Study planning
UKMLA AKT Revision Plan: 16-Week Guide | MedRevisions
Get a realistic 16-week UKMLA AKT revision plan for final-year UK medical students. Balance finals, placements, and AKT prep with our structured guide.
Updated Reviewed by MedRevisions UKMLA Curriculum Team
Why finals revision and AKT prep aren't the same thing
- Both draw from the MLA Content Map, so 70-80% of your prep overlaps. The remaining 20-30% is AKT-specific: two-paper pacing, decision-order stems, and ethics-integrated questions that finals OSCEs handle differently.
- Finals tests recall, applied reasoning, and OSCE-style communication. The AKT tests SBA-style decision-making under time pressure across two 2-hour papers in a single window.
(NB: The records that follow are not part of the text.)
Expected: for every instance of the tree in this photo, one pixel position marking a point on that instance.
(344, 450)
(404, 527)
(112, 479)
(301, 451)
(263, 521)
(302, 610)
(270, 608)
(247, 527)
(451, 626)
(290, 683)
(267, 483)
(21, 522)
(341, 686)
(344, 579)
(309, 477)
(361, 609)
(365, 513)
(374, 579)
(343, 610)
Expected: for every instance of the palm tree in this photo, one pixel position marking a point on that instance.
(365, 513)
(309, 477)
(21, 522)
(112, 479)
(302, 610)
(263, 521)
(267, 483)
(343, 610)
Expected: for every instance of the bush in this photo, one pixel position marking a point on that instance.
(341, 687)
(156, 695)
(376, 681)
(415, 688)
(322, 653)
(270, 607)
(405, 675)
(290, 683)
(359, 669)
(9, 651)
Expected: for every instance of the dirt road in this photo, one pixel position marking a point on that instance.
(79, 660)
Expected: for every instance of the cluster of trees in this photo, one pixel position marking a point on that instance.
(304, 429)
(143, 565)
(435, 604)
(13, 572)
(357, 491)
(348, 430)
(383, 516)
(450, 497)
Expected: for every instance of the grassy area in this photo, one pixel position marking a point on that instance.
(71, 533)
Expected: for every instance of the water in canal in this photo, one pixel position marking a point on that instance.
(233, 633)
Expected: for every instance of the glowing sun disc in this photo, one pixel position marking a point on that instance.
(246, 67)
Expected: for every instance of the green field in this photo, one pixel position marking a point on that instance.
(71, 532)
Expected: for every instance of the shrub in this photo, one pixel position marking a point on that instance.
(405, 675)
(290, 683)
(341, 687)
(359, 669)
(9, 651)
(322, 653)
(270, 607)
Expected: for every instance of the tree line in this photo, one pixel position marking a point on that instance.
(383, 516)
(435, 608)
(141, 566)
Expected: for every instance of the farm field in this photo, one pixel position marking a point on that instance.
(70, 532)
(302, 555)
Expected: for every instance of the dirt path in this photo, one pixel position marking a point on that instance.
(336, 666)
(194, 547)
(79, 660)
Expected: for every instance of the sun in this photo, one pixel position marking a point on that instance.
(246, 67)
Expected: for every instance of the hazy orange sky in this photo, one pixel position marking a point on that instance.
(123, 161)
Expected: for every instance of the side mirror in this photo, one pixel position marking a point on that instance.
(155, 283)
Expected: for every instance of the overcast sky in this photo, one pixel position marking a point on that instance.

- Treat AKT prep as a 30% top-up on top of solid finals revision, not a separate 100% effort. The biggest waste is duplicating coverage you've already done for finals.
Weeks 16-13 — coverage audit and content baseline
- Open the MLA Content Map dashboard view. Mark which specialties your school's curriculum has formally covered to date.
- Sit a 50-SBA diagnostic block across mixed specialties. Score is irrelevant; what matters is which topics you flagged or guessed.
- Pick the 4-6 specialties with the lowest coverage and start a daily 30-question block on rotation, finishing a specialty before moving on.
- Lock down NICE / BNF / CKS for the management questions you got wrong — guideline familiarity is the single highest-yield AKT skill at this stage.
Weeks 12-9 — building question stamina alongside placements
- On placement weeks, drop to 30-40 questions per day with a 'one expert note per day' habit — protects the routine without burning you out.
- On non-placement weeks, push to 80-100 questions per day across 2-3 specialties. Always review wrong answers before sitting the next block.
- Sit one Paper 1 simulation (100 SBAs / 2 hours) at the end of week 10. Use the exam debrief to find your decision-error pattern, not just your topic gaps.
- Add a weekly 30-minute mind map session for the specialty you're weakest in — visual chunking is the cheapest stamina win.
Weeks 8-5 — Paper 1 + Paper 2 differentiation
- Sit your first chained Paper 1 + Paper 2 mock at the start of week 8. Don't take them on different days — the AKT is sat in a single window, and you need to feel that fatigue.
- Paper 1 emphasis: acute medicine, surgery, clinical reasoning under uncertainty. Bias your weekday practice here.
- Paper 2 emphasis: chronic disease management, ethics, communication, professional standards. Bias your weekend practice here.
- By week 5, you should have completed at least 2 chained Paper 1+2 mocks. Your accuracy gap between the two papers tells you where the bigger top-up effort needs to go.
Weeks 4-2 — guideline lockdown and weakness mocks
- Triggered weakness mocks every 3-4 days. They auto-pull your lowest 4-6 specialties — let the algorithm pick the topics, not your gut.
- Refresh NICE / BNF management algorithms for the top 8 specialties. The platform's guideline updates feed gives you only the changes since your last revision pass.
- Cap new content learning by week 3. The final 2 weeks are pure consolidation, not new material — diminishing returns on cramming undertested topics.
- Sleep, exercise, and structured downtime move from 'nice to have' to non-negotiable. Stamina determines AKT outcome more than the last 200 questions you cram.
Final week — exam-day rehearsal
- Sit one final chained Paper 1 + Paper 2 mock 5-7 days out. Use the exam debrief to confirm pacing is below 1m 12s/question and your timing distribution is even, not back-loaded.
- Two days before: light practice only — 30 SBAs, mixed specialties, no weakness focus. The goal is to confirm you can perform on tired days, not to cram.
- Day before: zero practice. Read your own personalised revision notes from the past 12 weeks; that's the highest-density review you can do.
- Exam morning: arrive early, eat normally, hydrate. Trust the preparation. The AKT rewards prepared decision-making, not last-minute factoids.